Parade of the Wooden Soldiers
The costumes for the first Christmas show were designed by Vincente Minnelli, who was later married to Judy Garland. They include the one probably best associated with the Rockettes — the uniforms worn for the Parade of the Wooden Soliders number, which have been included in every Christmas show since the first one.
The original design featured wooden slats in the pant legs to maintain an unbending line. A highlight of the Rockettes show is when a toy cannon fires, knocking the dancers over slowly, like a row of dominos.
The costumes worn by the Rockettes often reflected the times and culture. With Europe at war, the dancers donned sailor suits for a show called “Country Club,” which debuted on July 4, 1940.
After the US entered the war, the Rockettes helped the effort by touring with the USO from 1942 to 1945.
No originals of this costume still existed. But a sketch of the sailor suit, which was designed by Marco Montedoro and Willa Van, helped the Rockettes recreate this look for the Christmas Spectacular.
The dancers were practically petite in the early years — from 5 feet, 2 inches to 5 feet, 7 inches in 1937. By 1949, the height requirement inched up to begin at 5 feet, 4 inches.

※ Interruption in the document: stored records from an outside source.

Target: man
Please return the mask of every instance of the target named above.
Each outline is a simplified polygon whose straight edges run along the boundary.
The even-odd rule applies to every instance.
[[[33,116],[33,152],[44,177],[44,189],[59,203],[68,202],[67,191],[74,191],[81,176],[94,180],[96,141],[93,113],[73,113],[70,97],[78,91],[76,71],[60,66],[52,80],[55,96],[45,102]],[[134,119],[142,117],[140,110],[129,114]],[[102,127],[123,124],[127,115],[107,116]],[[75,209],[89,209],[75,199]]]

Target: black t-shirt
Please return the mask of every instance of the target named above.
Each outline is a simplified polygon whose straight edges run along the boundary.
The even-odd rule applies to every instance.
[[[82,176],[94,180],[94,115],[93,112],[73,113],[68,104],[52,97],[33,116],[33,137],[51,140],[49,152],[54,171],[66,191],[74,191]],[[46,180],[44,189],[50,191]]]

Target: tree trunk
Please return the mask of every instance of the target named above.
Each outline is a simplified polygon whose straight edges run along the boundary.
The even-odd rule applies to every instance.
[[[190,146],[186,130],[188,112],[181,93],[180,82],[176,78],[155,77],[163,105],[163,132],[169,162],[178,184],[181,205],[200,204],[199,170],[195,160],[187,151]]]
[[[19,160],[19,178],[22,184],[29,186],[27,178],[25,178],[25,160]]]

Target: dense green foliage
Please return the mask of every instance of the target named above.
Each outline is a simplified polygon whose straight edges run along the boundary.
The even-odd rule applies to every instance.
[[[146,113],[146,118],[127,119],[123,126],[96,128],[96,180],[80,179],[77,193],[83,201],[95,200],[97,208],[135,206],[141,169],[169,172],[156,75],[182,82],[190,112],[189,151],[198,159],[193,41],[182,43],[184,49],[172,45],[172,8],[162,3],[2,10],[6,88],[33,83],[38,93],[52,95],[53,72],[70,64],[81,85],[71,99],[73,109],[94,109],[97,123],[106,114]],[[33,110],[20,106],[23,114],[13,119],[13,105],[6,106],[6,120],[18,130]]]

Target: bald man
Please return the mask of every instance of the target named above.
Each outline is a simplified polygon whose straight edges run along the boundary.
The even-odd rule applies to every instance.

The race to the moon was on and the Rockettes paid tribute with this Space Age suit — recreated this year from an original sketch — during a show called “Star Bright,” which debuted on Dec. 2, 1965. The detailed suit comes with helmet, equipment belt and, uh, space pearls.
Radio City served as a movie theater for most of its history, and the Rockettes performed in stage shows before or after screenings. Ticket prices for the 1964 Christmas show ranged from just 99 cents to $2.75. By 1965, Radio City had hosted 200 million visitors.
The dancers had become taller by the 1960s. The minimum height requirement in 1960 was raised to 5 feet, 5 inches.